Jason MacCormack is the son of an immigrant and a Québécois. His immigrant mother worked as a barmaid, his dad as a DJ. “I grew up in the ghetto of Montreal,” he says, “Hochelaga-Maisonneuve. I was bullied and loved skateboarding. Music was not part of my life until the age of 15.”
But a penchant for music was quickly sparked: “I wrote a song for a play at school and that was it, I was hooked,” he says. “I embraced the spotlight at all secondary school shows; then I went to music school, where I recruited my band (and learned stuff). School is a great thing, but I’m mostly self-taught.”
What was Jason’s most moving musical experience? “I was playing a show last year in Montreal and that night I felt so shitty about the girlfriend I had at the time and the fight I’d had with my dad a few hours before. In the last song of our set I started to cry while singing. From the start, you’re already nude on a stage. That night I couldn’t have been closer or more exposed to the audience. That kind of intimacy doesn’t happen often.”
“The band is composed of very talented and dedicated individuals. That also helps in creating a constructive vibe when we work on the songs,” Jason says.
The discipline is essential: “Music doesn’t appear like magic. It’s days and nights of hard work. I believe anyone can do anything if they have the will for it.”
However, the band may sometimes err on the side of being overly disciplined, forgetting that they had originally embraced music for the sheer pleasure of hearing and creating it.
“It becomes a task more than a hobby,” Jason says. “When it comes to working on songs on my computer, I can spend from eight to ten hours straight recording and staring at that screen, which is a good and a bad thing. I do it until my body screams OUCH!”
The band draws from an array of sources for inspiration. The song “Stone”—a mesmerizing ditty I have on continuous play in iTunes—was inspired, he says, by mushroom trip in the woods of the Mont-Royal Park in Montreal.
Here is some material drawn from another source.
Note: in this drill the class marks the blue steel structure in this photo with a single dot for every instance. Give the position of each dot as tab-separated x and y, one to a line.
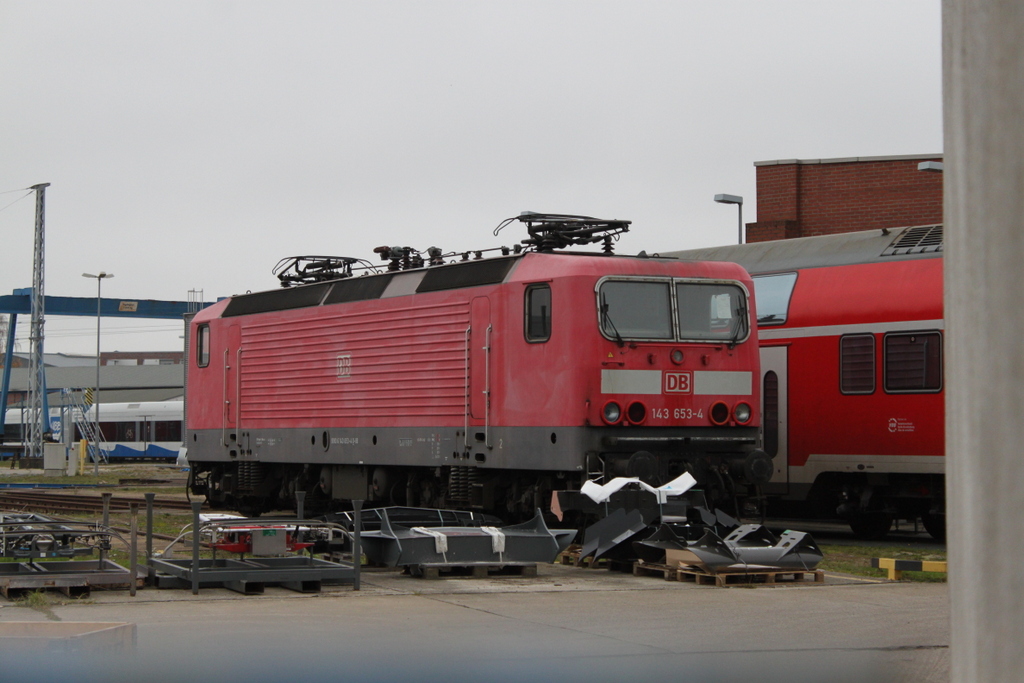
20	302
Other sources include listening to stimulating music, including the works of Radiohead, Feist, Beck, and newcomer Ray Lamontagne.
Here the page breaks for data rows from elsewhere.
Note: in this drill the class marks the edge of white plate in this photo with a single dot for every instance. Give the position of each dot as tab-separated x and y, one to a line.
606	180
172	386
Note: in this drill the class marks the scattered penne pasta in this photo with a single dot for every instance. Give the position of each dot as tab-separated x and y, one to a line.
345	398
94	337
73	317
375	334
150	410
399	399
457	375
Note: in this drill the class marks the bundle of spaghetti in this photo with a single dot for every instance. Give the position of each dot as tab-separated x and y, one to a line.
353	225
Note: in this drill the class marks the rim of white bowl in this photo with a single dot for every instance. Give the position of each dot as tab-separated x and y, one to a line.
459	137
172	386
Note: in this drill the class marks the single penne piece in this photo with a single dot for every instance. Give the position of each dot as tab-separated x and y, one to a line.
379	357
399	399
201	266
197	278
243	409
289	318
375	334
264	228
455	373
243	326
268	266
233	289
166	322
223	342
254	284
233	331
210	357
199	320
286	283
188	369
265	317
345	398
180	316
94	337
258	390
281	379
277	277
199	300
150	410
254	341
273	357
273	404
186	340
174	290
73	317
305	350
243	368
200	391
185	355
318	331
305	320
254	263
“I either start with the music or a sentence that sounds strong to my heart and build up from there,” Jason says. “Depending on the song and the direction I want it to take, I work on it from there with the band or alone.”
Has the creative life changed him? “Maybe, in the sense that I’m just doing that right now, but I’ve always been really passionate about one thing or another at any given time,” he says.
The name Mak is a play on Jason’s last name. “I don’t feel like exposing myself as a solo artist,” he confesses, “but it’s very important for me to be known as a composer. That band name makes it pretty obvious. And it’s a lot of fun to play as a band.”